Static Response of 2D FG Porous Plates Resting on Elastic Foundation Using Midplane and Neutral Surfaces with Movable Constraints

Abstract

The current manuscript develops a novel mathematical formulation to portray the static deflection of a bi-directional functionally graded (BDFG) porous plate resting on an elastic foundation. The correctness of the static response produced by middle surface (MS) vs. neutral surface (NS) formulations, and the position of the boundary conditions, are derived in detail. The relation between in-plane displacement field variables on NS and on MS are derived.

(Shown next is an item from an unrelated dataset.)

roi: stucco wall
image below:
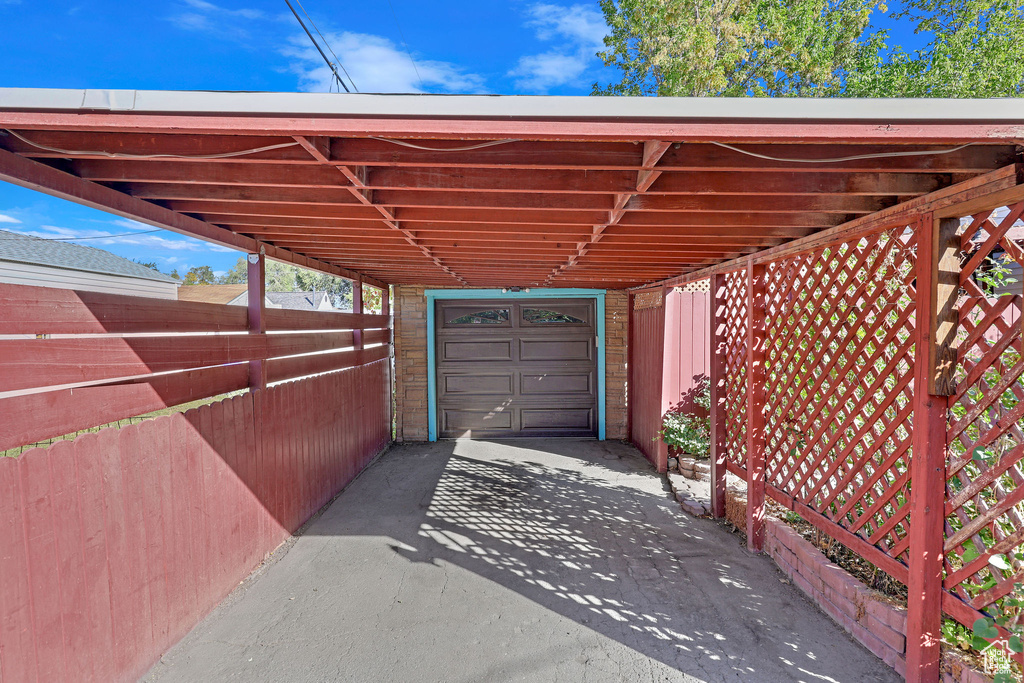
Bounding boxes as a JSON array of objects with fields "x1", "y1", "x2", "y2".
[{"x1": 393, "y1": 286, "x2": 629, "y2": 442}]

Bi-directional gradation through the thickness and axial direction are described by the power function; however, the porosity is depicted by cosine function. The displacement field of a plate is controlled by four variables higher order shear deformation theory to satisfy the zero shear at upper and lower surfaces. Elastic foundation is described by the Winkler–Pasternak model. The equilibrium equations are derived by Hamilton’s principles and then solved numerically by being discretized by the differential quadrature method (DQM). The proposed model is confirmed with former published analyses. The numerical parametric studies discuss the effects of porosity type, porosity coefficient, elastic foundations variables, axial and transverse gradation indices, formulation with respect to MS and NS, and position of boundary conditions (BCs) on the static deflection and stresses.